Recall-at-k is a metric used to evaluate the performance of information retrieval systems, such as search engines or recommendation systems. It measures the ability of the system to retrieve relevant items from a collection when only a specified number of top results (k) are returned. Specifically, recall-at-k quantifies how many of the total relevant items are included within the top k results. This allows developers to assess whether the system is effectively surfacing the most pertinent information for users based on their queries.
To calculate recall-at-k, you first need to know how many relevant items are present in the dataset and how many of those are included in the top k results provided by the system. The formula for recall-at-k is: Recall-at-k = (Number of relevant items retrieved in top k results) / (Total number of relevant items in the dataset). For instance, if a search delivers 5 relevant documents out of a total of 20 relevant documents, and the search result set is limited to 10, the recall-at-10 would be 5 divided by 20, or 0.25, meaning 25% of the relevant documents were retrieved in the top 10 results.
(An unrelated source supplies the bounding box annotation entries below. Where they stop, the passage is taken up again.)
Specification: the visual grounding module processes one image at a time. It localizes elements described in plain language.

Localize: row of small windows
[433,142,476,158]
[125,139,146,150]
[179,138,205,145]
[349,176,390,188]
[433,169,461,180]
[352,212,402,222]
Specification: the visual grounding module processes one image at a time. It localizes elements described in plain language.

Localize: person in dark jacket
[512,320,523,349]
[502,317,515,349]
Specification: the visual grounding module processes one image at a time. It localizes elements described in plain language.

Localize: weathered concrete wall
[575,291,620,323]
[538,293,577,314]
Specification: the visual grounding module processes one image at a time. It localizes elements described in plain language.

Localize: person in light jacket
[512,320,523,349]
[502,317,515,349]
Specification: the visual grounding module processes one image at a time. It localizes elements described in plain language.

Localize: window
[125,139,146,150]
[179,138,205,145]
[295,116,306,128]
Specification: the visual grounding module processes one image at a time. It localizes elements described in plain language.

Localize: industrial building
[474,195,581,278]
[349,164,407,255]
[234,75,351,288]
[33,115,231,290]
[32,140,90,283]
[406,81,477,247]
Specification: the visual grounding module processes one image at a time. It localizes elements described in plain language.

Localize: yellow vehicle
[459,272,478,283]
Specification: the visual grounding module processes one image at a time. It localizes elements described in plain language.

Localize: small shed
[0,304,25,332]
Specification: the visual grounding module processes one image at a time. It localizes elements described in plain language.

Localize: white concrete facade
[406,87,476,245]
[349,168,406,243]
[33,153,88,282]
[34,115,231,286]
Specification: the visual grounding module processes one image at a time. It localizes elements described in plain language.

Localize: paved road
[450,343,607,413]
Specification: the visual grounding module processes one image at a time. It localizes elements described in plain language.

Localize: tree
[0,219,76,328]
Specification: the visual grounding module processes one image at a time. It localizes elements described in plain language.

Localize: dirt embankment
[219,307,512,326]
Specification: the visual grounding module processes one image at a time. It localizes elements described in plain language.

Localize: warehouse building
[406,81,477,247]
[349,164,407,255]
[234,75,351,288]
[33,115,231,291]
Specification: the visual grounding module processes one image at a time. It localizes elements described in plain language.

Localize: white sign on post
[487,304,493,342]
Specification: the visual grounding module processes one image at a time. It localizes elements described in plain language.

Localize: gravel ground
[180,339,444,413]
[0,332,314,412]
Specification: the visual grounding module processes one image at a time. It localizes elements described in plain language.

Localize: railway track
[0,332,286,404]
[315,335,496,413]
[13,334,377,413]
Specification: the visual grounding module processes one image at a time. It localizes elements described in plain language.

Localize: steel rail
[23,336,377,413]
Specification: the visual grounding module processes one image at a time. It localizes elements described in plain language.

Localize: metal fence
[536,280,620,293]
Recall-at-k is particularly useful because it gives developers insight into how well their systems perform for users when the results are limited to a fixed number of items. For example, in an e-commerce application, if a user searches for "running shoes" and the system returns 15 results, recall-at-10 would measure how many of the most relevant shoe options were included in those top 10 results. By analyzing recall-at-k over different values of k, developers can gain a nuanced understanding of their system's effectiveness and make necessary adjustments to improve the relevance and quality of results provided to users.